States are kicking a growing number of voters off their rolls in the wake of a 2013 Supreme Court decision that invalidated a key part of the Voting Rights Act.
The rate of voter purges — a sometimes faulty process that states use to clean their voter rolls — is significantly higher than it was a decade ago, according to a new report from NYU’s Brennan Center for Justice.
This increase coincides with a 2013 Supreme Court decision, which struck down a part of the Voting Rights Act that required nine states with a history of racial discrimination to obtain federal approval when altering their election laws.
The spike is notable. Between 2006 and 2008, 12 million voters were purged from voter rolls. Between 2014 and 2016, that number rose to 16 million — a roughly 33 percent increase.
Brennan Center researchers also found a major surge in voter purges in the places that had previously been subject to federal preclearance under the Voting Rights Act. Several states — including Alabama, Virginia, and South Carolina — with a history of racial discrimination in their voting laws had been required to run changes in such policies by the Justice Department, a practice known as federal preclearance.
...
As the researchers point out, voter purging is an important process that helps states and counties maintain up-to-date voter rolls by canceling registrations for voters who are no longer eligible, including those who have moved or died.
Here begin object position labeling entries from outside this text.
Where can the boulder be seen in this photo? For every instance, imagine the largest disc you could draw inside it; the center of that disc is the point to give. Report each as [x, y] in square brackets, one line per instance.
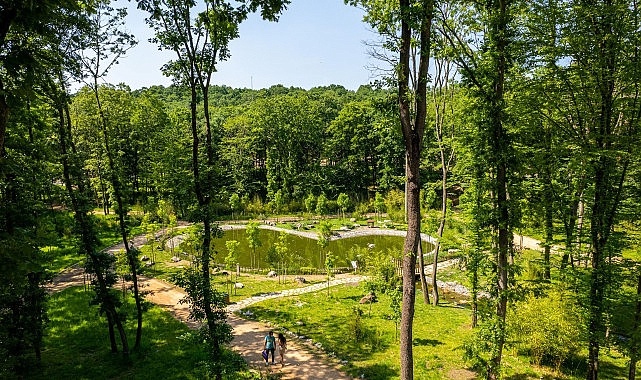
[369, 298]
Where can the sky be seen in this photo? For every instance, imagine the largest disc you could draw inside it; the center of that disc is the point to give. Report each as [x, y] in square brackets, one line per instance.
[315, 43]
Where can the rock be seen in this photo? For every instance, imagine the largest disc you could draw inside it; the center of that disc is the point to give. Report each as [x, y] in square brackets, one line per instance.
[369, 298]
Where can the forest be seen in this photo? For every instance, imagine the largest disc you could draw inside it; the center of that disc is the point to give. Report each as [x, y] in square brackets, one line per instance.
[493, 119]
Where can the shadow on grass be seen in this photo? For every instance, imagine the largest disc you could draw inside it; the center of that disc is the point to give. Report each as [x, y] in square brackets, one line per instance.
[77, 344]
[426, 342]
[376, 372]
When conducted improperly, however, it can disenfranchise voters who are removed in error and not notified until it’s too late to ameliorate the problem.
That’s not just a hypothetical scenario. In Arkansas, thousands of voters were erroneously flagged in 2016 as the state sought to cull voters who had been convicted of felonies. In Virginia, voters were wrongly deleted from the rolls in 2013 based on a flawed database that tracked residents who had moved.